News

Jo Feb 4, 2025

Nowadays NdFeB magnets are widely used in many applications such as electric two-wheelers, air conditioners, hybrid and electric cars, MRI scanners, wind generators, HDD, acoustic transducers, magnetic separators, etc. Thus, the global demand for NdFeB magnets is expected to continuously increase in the near future.

However, the supply of rare earth elements including neodymium, praseodymium and dysprosium for NdFeB magnets does not meet this growing demand, so rare earth elements are regarded as critical elements. Despite their criticality, less than 1% of rare earths are being recycled from end-of-life rare earth permanent magnets. Moreover, during the manufacturing process of NdFeB magnets, approximately 20~30% of rare earth alloy are lost and stockpiled as industrial waste. Therefore, development of an efficient recycling process for separation and recovery of rare earths from end-of-life products and magnet waste is an important issue.

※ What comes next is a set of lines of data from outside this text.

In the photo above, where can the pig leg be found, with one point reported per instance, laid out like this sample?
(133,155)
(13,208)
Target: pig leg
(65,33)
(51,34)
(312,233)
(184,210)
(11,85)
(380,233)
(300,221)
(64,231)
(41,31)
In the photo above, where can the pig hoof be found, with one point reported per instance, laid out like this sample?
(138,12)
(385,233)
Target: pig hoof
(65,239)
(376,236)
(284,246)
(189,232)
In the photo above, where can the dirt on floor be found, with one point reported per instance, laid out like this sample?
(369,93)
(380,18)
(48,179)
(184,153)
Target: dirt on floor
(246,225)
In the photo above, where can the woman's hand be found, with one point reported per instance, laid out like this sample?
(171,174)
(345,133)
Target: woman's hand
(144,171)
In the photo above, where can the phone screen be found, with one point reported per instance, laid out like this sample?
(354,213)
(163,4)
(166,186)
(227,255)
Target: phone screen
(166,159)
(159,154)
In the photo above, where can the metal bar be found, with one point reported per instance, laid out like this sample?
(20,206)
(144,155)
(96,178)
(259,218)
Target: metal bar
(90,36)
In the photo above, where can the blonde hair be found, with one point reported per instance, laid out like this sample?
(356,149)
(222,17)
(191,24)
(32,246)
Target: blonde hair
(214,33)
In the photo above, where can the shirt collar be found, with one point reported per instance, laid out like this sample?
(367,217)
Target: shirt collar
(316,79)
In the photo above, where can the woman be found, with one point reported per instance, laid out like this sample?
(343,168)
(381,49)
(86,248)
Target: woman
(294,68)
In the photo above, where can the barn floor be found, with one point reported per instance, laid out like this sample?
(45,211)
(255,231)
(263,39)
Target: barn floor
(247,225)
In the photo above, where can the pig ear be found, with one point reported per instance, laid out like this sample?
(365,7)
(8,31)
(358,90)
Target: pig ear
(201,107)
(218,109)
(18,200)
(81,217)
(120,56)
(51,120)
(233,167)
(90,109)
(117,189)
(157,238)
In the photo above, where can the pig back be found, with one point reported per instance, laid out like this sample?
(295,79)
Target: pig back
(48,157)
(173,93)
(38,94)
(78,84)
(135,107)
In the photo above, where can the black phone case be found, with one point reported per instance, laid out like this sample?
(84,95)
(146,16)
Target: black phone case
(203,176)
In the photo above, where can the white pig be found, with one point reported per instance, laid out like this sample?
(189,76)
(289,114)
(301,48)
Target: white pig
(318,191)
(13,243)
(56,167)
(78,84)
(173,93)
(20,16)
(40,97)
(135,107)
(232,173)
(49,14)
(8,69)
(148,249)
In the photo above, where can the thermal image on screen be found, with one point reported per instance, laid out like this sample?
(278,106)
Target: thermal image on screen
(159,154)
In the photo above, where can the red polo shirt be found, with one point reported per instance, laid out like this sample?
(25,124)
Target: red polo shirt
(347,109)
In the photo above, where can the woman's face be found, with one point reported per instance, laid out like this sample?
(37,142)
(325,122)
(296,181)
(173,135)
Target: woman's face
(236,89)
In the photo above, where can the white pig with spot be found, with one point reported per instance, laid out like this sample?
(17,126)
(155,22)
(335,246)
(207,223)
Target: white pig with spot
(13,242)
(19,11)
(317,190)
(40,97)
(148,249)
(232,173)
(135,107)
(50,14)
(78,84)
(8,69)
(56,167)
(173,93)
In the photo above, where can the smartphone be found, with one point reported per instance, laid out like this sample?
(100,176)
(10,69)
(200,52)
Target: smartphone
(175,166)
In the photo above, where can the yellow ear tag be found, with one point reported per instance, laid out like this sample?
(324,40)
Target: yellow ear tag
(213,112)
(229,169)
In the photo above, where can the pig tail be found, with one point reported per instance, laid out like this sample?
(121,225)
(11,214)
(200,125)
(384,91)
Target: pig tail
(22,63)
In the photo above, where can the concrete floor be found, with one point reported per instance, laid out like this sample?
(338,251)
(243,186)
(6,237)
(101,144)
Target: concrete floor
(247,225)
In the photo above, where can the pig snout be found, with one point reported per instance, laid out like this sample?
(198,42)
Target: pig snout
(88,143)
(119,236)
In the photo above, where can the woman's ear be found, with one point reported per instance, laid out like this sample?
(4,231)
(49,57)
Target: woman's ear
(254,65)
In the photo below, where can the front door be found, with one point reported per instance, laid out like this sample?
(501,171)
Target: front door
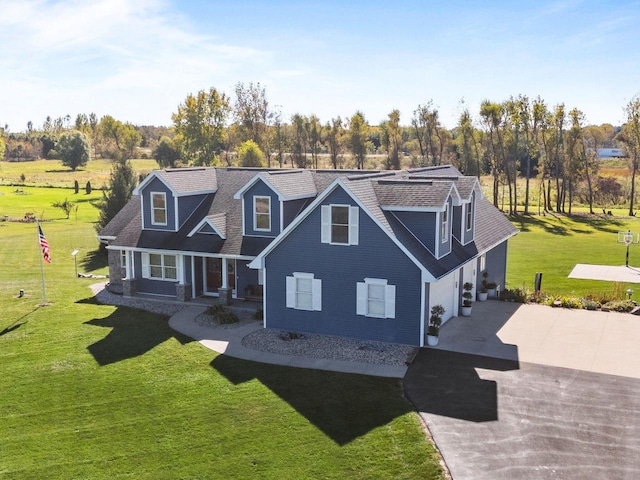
(231,274)
(213,275)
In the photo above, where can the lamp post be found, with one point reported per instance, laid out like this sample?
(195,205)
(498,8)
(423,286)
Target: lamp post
(628,238)
(74,254)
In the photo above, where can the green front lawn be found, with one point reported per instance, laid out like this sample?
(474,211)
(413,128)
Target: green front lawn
(554,244)
(94,391)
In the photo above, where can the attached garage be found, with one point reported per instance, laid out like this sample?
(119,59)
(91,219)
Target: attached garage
(445,292)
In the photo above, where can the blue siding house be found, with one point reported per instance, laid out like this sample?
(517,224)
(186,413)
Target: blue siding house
(361,254)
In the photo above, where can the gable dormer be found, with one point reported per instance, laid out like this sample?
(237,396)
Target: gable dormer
(169,197)
(271,200)
(424,206)
(465,215)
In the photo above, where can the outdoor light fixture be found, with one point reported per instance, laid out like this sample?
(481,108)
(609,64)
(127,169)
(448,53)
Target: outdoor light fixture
(75,259)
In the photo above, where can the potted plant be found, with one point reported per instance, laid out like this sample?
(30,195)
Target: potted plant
(482,293)
(466,299)
(435,321)
(491,289)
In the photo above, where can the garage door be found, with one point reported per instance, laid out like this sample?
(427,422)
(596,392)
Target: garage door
(445,292)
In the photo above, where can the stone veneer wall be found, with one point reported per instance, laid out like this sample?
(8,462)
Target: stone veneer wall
(115,269)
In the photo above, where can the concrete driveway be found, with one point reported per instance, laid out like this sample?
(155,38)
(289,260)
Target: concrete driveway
(532,392)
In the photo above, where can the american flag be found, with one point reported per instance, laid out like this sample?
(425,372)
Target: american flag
(44,245)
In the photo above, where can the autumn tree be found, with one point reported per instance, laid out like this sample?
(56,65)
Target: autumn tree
(167,153)
(299,140)
(630,137)
(250,155)
(391,138)
(314,135)
(121,139)
(468,145)
(279,137)
(358,137)
(118,192)
(73,149)
(200,122)
(335,134)
(251,112)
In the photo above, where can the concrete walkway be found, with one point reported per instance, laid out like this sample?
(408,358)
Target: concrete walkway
(229,342)
(593,341)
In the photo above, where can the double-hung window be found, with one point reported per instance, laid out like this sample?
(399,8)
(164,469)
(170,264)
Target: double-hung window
(262,213)
(469,215)
(159,266)
(340,224)
(376,298)
(123,263)
(445,225)
(158,208)
(304,292)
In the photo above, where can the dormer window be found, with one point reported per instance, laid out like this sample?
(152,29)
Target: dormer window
(262,213)
(158,208)
(445,225)
(340,224)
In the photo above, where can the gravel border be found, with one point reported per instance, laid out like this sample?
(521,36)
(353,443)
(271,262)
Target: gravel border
(329,347)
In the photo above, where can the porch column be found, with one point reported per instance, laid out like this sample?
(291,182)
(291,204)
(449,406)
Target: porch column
(129,264)
(225,273)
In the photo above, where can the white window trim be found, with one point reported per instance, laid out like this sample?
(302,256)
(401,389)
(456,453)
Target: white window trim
(362,298)
(353,226)
(255,213)
(153,208)
(483,262)
(292,287)
(146,267)
(444,235)
(124,260)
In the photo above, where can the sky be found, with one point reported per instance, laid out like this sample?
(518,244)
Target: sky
(138,60)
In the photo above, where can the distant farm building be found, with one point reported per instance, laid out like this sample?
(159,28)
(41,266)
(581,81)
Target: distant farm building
(611,153)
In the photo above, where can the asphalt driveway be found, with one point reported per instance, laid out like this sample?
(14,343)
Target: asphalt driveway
(496,416)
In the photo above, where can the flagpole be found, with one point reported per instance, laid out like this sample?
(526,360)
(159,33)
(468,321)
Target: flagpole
(44,297)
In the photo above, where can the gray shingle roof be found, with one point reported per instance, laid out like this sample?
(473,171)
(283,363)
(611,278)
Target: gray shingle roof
(412,193)
(420,187)
(219,220)
(189,180)
(292,183)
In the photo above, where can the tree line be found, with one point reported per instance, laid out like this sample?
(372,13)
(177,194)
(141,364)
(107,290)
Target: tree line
(516,139)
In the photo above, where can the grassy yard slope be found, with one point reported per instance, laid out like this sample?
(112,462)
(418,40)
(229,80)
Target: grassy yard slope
(554,244)
(95,391)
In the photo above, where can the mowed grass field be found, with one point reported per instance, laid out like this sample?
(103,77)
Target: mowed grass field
(100,392)
(553,244)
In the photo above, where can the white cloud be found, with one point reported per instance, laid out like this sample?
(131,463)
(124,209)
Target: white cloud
(129,59)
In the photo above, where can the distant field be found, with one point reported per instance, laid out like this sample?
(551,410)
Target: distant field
(53,174)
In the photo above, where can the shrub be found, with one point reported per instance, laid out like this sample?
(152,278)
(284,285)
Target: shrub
(223,315)
(621,305)
(518,295)
(589,304)
(570,302)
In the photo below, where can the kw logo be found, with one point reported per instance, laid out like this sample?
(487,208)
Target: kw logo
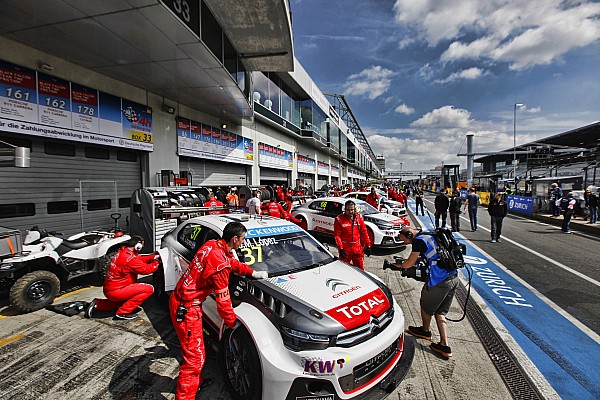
(333,283)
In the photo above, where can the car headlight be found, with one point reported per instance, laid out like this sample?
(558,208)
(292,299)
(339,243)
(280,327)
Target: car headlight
(296,340)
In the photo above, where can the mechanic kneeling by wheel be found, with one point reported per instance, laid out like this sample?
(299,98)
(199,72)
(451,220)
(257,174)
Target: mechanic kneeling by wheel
(208,272)
(123,292)
(437,293)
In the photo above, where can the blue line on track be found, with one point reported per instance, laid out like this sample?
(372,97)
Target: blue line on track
(567,357)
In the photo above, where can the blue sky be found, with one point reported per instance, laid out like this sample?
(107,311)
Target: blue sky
(420,75)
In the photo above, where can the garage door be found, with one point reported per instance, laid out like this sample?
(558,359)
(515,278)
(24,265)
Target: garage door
(69,185)
(214,173)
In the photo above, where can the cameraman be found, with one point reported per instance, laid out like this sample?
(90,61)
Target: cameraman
(437,293)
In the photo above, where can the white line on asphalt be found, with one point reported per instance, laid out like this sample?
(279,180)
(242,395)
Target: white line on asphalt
(568,269)
(542,297)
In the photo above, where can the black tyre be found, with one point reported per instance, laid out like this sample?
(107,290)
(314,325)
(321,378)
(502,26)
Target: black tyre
(241,365)
(105,265)
(158,282)
(34,291)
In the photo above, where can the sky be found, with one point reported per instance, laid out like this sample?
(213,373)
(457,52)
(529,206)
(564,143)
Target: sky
(419,75)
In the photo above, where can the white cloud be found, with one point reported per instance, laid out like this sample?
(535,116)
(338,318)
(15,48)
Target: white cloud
(444,117)
(404,109)
(372,82)
(522,34)
(466,74)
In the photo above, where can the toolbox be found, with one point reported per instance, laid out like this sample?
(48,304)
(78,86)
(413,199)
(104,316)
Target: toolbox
(10,242)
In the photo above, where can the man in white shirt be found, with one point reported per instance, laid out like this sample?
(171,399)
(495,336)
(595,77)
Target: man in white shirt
(253,205)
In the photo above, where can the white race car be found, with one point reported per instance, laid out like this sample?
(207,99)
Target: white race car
(318,216)
(317,328)
(385,204)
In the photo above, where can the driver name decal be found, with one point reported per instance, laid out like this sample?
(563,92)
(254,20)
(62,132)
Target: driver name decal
(358,312)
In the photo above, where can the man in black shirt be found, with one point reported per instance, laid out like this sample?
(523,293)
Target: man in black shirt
(441,203)
(497,210)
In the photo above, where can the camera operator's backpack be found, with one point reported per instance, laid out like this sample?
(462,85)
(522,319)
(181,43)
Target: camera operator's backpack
(449,250)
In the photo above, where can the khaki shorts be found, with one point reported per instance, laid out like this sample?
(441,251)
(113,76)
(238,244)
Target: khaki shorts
(438,299)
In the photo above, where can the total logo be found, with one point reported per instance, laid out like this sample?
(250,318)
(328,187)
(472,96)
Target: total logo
(358,312)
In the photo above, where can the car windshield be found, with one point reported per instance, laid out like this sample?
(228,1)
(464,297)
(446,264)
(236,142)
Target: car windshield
(283,254)
(364,208)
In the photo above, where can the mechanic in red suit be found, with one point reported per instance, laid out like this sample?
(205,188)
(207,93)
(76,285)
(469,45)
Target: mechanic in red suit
(208,272)
(123,292)
(351,236)
(372,199)
(213,202)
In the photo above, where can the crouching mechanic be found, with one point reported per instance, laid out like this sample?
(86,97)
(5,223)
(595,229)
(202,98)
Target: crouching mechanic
(437,293)
(351,236)
(208,272)
(123,292)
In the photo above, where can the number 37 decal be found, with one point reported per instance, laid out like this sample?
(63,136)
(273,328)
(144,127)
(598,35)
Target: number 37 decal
(252,254)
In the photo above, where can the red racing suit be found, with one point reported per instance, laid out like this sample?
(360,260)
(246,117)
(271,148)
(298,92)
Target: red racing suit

Rare earth double sulfate precipitation is a traditional method for separation of rare earths from non-rare earths, which has advantages such as simple operation, low reagent cost, easy filtration of rare earth precipitates, high recovery of rare earths, etc. However, recovery of rare earths from NdFeB magnet waste by the rare earth double sulfate precipitation has not been reported.

Kim Sok Chol, a section head at the Faculty of Chemical Engineering, has succeeded in applying the rare earth double sulfate precipitation to the separation and recovery of rare earths from the solution obtained by leaching NdFeB magnet waste with sulfuric acid on a laboratory scale. He has also conducted a pilot plant test in order to investigate and optimize the various steps of the whole process for its application on an industrial scale.

The process includes leaching of NdFeB magnet waste by sulfuric acid, precipitation of rare earths in the form of double sulfate by sodium chloride, and conversion of rare earth double sulfates into hydroxides.

The yields of neodymium and dysprosium in the whole process were 92.3% and 90.8%, respectively. In the final rare earth hydroxides, the total rare earth oxides (TREO) content was 79.8%, where the contents of neodymium and dysprosium were 94.2% and 5.8%, respectively.